Il faudra, en outre, se redonner les moyens d’assurer aux enseignants une formation, initiale et continue, digne de ce nom. Depuis la disparition des IUFM, brutalement décidée par le pouvoir actuel, de jeunes professeurs se retrouvent, à peine sortis des bancs de l’université, face à des classes souvent très difficiles (en vertu de cette règle absurde, qui veut que les tâches les plus ardues soient confiées aux moins expérimentés). Il sera nécessaire de rompre totalement avec cette logique : les jeunes enseignants doivent être accompagnés, au début de leur carrière, et ils ne peuvent passer sèchement et directement de leurs études à l’exercice d’un métier si exigeant et si dur.

Enfin et surtout, il y a une clef à la réforme de l’école. J’ai eu l’occasion de le dire, je le réaffirme ici avec force : pour assurer l’égalité des chances, il conviendra d’assumer l’inégalité des moyens. Entendons-nous bien : l’éducation nationale est un service public, et à ce titre il doit par définition être universel, sans distinction fondée sur l’origine ou sur le territoire. Mais précisément pour accéder à cette universalité, il faudra donner plus à ceux qui ont moins, et moins à ceux qui ont plus. Martine Aubry a su, cette semaine, le dire très clairement: un gouvernement de gauche devra avoir l’audace d’envisager des classes de vingt élèves dans les zones les plus difficiles, ce qui supposera des classes de quarante élèves dans certains lycées plus favorisés… C’est ainsi que sera garantie l’égalité réelle.
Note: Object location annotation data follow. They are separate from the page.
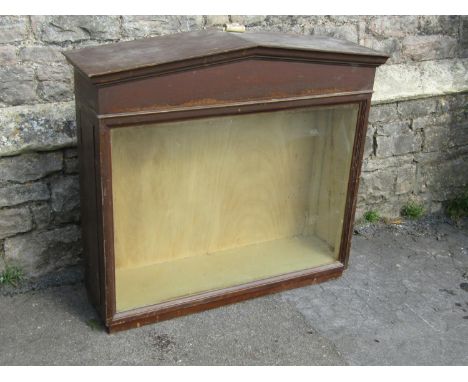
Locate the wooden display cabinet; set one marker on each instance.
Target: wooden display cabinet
(216, 167)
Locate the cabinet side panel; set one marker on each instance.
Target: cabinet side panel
(88, 200)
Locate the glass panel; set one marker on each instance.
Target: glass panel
(211, 203)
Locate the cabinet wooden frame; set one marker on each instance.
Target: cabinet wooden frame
(97, 116)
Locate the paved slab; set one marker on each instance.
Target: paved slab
(404, 300)
(56, 326)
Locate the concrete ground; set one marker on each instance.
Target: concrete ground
(403, 301)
Comme l’hôpital, comme la police, comme tous les grands services publics, l’école, dans notre pays, est sinistrée. De 2012 à 2017, nous aurons à lui rendre sa dignité, sa noblesse, ses moyens, et sa confiance en elle-même. Cela passera, une fois encore, par la clarté, et surtout par le courage. Soyons prêts. Car il ne s’agit pas seulement de réformer notre école : l’enjeu, c’est de la sauver.